Pues quien les cuenta que se le ocurre mandarme a buscar el caballo un domingo por la tarde, pero ¡ah pequeño e insignificante detalle!: ya estaba al caer la noche y a los nueve años aproximadamente, le tenía pánico al cementerio y sus muertos.
Creo que el viejo quería hacer de mí un “hombre macho, varón masculino” y por eso me dijo que llevara el paño y viniera montando, a ver si ese premio me animaba.
Cuando iba llegando a donde estaba amarrado el penco, estaba erizado como un gato, mirando un panteón que sobresalía por encima del muro y era una imagen que me sobrecogía especialmente.
Ya cerca de alcanzar la estaca donde estaba atado mi trofeo de batalla, sentí un ruido como si alguien me llamara (sshiii, sshiii).
Luego supe que son unos bichos parecidos a los grillos que les llaman chicharras y estaban por allí por la vegetación aquella.
¡Mira Tú!
No sé cuál es el actual récord de velocidad en cien metros con obstáculos, pero les aseguro que salí de allí como una bala por tronera, brinqué una cerca, solté el paño de montar en la estampida y llegué a casa con tres varas de lengua afuera y el corazón que se quería salir del pecho.

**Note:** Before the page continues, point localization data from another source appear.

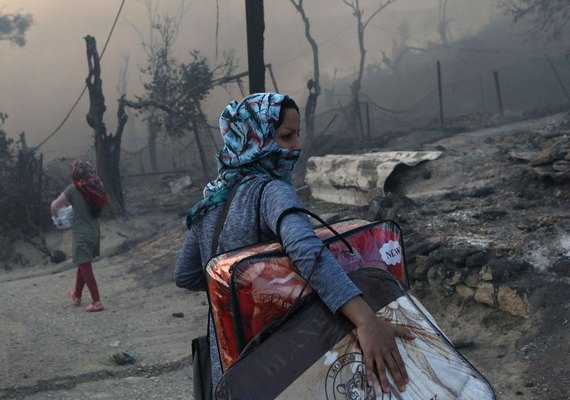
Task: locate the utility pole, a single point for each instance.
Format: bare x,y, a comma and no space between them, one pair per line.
255,26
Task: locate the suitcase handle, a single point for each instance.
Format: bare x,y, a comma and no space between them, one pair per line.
315,216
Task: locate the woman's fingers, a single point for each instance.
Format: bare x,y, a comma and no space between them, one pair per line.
404,332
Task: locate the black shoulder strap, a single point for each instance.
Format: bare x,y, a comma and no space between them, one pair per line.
222,218
220,222
259,209
292,210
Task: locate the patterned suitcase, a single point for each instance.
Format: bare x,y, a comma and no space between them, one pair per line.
314,354
249,288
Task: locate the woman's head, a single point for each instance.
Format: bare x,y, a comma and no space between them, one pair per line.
261,138
287,133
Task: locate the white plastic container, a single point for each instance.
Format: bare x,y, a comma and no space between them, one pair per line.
64,218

Tuve que volver acompañado de mi papá, porque era una época en que lo que dijera el viejo iba a misa, y él quería forjar un hombre valiente que no le tuviera miedo al cementerio ni a los muertos, y sólo ahora, que han pasado tantos años de aquello, por fin me voy dando cuenta que hay más peligros en aglomeraciones de vivos, que de muertos.